“To assume is to make an ass out of you and me” is a quote you probably heard at some point in your childhood. It may have been annoying at the time, maybe you rolled your eyes at the bothersome adult who spewed this statement, but think about how much assumption affects your life today. Conjecture of any kind changes the way you respond to people and circumstances outside of your control. If you are insecure or unsure about where you stand, it is easy to fall back on assumption or judgment in order to feel protected or safe.
As human beings we all have preferences. We have definitions of moral standards, acceptable behaviors, and ideas about how others should behave. We form these ideas based on the combination of the opinions of those we look to for guidance and our own life experiences. Once a conception is internalized, it is easy to become rigid. At this point we begin to form assumptions based on certain traits. The danger is being so rigid in these assumptions that there is no possibility of connecting with people who fall into certain categories.

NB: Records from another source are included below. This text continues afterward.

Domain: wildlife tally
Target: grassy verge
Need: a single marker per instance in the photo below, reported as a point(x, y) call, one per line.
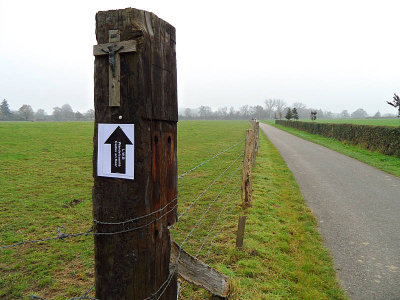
point(283, 256)
point(45, 166)
point(380, 161)
point(372, 122)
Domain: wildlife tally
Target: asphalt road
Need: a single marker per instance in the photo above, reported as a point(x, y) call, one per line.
point(358, 212)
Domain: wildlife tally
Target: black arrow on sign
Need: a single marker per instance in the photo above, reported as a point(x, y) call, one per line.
point(118, 141)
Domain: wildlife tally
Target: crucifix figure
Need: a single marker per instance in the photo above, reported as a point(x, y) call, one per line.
point(113, 48)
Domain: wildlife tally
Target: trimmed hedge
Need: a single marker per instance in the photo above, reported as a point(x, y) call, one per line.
point(383, 139)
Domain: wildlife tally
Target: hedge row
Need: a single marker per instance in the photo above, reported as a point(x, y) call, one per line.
point(383, 139)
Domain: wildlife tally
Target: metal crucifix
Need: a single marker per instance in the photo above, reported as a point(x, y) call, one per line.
point(113, 49)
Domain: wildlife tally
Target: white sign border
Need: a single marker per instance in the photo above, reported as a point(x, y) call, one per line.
point(104, 130)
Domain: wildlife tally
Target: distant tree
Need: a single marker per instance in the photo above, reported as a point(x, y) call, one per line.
point(270, 104)
point(40, 115)
point(295, 114)
point(245, 111)
point(344, 114)
point(259, 112)
point(57, 114)
point(377, 115)
point(205, 112)
point(26, 112)
point(188, 113)
point(328, 115)
point(359, 114)
point(289, 114)
point(89, 115)
point(313, 115)
point(5, 112)
point(67, 114)
point(78, 116)
point(396, 104)
point(302, 110)
point(280, 106)
point(223, 112)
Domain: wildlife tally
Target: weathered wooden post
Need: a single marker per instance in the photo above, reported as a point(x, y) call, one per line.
point(240, 232)
point(246, 172)
point(134, 158)
point(256, 130)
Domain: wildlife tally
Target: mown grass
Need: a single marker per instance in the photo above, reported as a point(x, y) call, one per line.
point(386, 163)
point(45, 166)
point(372, 122)
point(283, 256)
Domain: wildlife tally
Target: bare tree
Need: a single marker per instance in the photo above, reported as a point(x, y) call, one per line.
point(280, 106)
point(395, 103)
point(270, 104)
point(188, 113)
point(26, 112)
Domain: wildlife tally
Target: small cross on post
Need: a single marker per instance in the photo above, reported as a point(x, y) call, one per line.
point(113, 49)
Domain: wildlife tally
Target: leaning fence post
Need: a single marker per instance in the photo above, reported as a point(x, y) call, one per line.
point(240, 232)
point(246, 172)
point(256, 141)
point(134, 158)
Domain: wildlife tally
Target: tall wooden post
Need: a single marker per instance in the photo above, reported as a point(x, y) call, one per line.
point(246, 172)
point(256, 130)
point(134, 158)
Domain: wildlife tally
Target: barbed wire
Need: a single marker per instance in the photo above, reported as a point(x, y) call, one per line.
point(208, 208)
point(209, 186)
point(135, 219)
point(61, 235)
point(216, 220)
point(215, 236)
point(166, 283)
point(203, 163)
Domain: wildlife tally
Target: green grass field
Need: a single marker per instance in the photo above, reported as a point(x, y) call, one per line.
point(44, 167)
point(386, 163)
point(372, 122)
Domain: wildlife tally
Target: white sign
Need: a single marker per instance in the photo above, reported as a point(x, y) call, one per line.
point(115, 150)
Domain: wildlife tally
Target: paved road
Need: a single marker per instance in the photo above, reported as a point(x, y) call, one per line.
point(358, 212)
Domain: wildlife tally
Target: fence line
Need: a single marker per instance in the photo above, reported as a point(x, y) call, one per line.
point(215, 221)
point(208, 187)
point(62, 235)
point(218, 154)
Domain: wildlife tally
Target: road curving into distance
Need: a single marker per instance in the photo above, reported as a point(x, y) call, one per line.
point(358, 213)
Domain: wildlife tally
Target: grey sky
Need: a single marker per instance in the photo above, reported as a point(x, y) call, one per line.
point(332, 55)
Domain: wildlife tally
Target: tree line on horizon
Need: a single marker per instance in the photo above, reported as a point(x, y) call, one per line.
point(26, 113)
point(273, 109)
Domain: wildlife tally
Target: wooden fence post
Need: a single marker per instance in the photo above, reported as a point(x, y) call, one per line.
point(256, 140)
point(246, 172)
point(240, 232)
point(134, 158)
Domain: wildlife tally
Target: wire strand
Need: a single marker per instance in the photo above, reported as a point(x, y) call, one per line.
point(215, 156)
point(208, 187)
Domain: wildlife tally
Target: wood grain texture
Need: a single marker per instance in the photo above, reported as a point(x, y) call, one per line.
point(198, 273)
point(256, 129)
point(240, 232)
point(246, 172)
point(129, 46)
point(133, 265)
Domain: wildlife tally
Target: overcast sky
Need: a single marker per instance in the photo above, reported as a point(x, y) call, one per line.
point(332, 55)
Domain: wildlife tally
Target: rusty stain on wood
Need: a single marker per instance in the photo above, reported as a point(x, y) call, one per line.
point(240, 232)
point(246, 172)
point(135, 264)
point(256, 129)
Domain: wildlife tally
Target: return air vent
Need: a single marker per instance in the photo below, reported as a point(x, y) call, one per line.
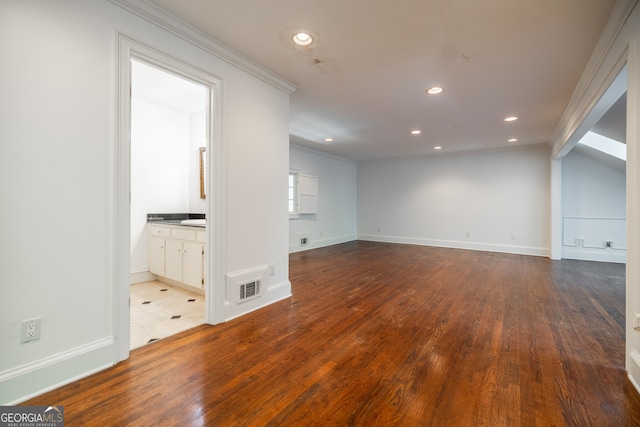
point(249, 290)
point(246, 285)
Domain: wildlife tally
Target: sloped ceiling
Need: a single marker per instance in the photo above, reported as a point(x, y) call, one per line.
point(363, 81)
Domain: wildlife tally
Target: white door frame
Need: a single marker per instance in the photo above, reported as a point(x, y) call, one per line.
point(216, 220)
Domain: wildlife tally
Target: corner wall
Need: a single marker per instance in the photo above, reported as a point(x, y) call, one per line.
point(492, 201)
point(336, 219)
point(593, 210)
point(59, 183)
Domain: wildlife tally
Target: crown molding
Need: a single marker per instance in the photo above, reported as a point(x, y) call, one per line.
point(183, 30)
point(607, 59)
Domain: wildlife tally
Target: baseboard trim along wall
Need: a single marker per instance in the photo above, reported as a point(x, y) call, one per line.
point(32, 379)
point(602, 255)
point(452, 244)
point(321, 243)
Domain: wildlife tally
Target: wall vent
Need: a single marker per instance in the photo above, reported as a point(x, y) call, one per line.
point(246, 285)
point(249, 289)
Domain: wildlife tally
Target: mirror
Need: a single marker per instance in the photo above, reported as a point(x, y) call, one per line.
point(203, 160)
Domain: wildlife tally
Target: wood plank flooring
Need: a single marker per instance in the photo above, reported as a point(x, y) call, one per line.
point(389, 335)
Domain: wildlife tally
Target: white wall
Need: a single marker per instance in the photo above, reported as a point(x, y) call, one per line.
point(58, 182)
point(593, 209)
point(500, 198)
point(160, 171)
point(336, 220)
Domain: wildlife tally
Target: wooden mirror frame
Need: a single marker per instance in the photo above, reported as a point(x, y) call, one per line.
point(203, 158)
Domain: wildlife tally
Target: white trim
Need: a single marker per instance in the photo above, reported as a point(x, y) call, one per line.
point(181, 29)
point(485, 247)
point(605, 63)
point(315, 244)
point(128, 49)
point(633, 202)
point(32, 379)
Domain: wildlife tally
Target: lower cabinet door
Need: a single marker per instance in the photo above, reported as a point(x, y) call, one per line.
point(173, 263)
point(193, 265)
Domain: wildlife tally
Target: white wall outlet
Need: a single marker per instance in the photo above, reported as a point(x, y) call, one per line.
point(30, 330)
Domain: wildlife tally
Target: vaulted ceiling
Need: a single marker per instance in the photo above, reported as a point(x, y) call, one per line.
point(363, 80)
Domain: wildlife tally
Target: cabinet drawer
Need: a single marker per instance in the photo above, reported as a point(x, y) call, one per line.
point(183, 233)
point(155, 230)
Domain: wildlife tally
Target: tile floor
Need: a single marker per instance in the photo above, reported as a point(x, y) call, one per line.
point(159, 310)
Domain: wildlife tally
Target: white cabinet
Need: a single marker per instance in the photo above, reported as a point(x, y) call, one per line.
point(177, 253)
point(156, 255)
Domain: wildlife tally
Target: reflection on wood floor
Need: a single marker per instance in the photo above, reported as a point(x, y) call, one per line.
point(379, 334)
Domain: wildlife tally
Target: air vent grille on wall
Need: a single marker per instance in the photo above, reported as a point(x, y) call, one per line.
point(250, 289)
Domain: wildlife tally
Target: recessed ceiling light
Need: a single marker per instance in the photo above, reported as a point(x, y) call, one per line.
point(302, 39)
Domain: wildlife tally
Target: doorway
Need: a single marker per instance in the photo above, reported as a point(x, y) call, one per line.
point(213, 161)
point(168, 135)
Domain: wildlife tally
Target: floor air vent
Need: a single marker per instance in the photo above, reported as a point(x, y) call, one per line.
point(250, 289)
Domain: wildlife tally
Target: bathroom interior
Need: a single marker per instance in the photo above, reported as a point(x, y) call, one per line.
point(168, 203)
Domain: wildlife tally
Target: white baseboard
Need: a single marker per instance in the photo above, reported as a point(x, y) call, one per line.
point(32, 379)
point(141, 276)
point(602, 255)
point(315, 244)
point(452, 244)
point(633, 369)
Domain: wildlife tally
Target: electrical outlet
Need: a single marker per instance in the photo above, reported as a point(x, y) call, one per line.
point(30, 330)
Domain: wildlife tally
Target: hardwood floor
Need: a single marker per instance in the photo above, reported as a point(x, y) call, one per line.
point(380, 334)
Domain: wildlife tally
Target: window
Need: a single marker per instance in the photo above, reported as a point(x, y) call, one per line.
point(303, 194)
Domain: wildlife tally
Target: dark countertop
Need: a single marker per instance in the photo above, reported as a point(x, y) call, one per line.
point(174, 219)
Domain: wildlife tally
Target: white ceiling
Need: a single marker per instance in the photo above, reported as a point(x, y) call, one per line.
point(363, 82)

If it is your priority to connect with as many people as possible, it is critical to look at your assumptions. It’s not that you will let go of presumptions completely, the challenge is to recognize and manage them. Your initial judgment of someone does not have to dictate whether you pursue a relationship. Sometimes you’re wrong. Some suggestions to manage assumptions effectively include:
- Be aware of harsh judgments you have
- Ask yourself if this an opinion you have taken on from the people you are around
- Think about what people may assume about you
- When you assume something about another person, consider what you may be afraid of
- Make it a priority to practice patience with others, everyone has a story
Cynical people will always find evidence to reinforce their negative perceptions. If you are pessimistic or disillusioned, you will operate under assumptions all of the time. You don’t have to live that way. If you feel lonely, afraid, or paranoid, letting go of assumptions is a good place to start the journey of re-connection.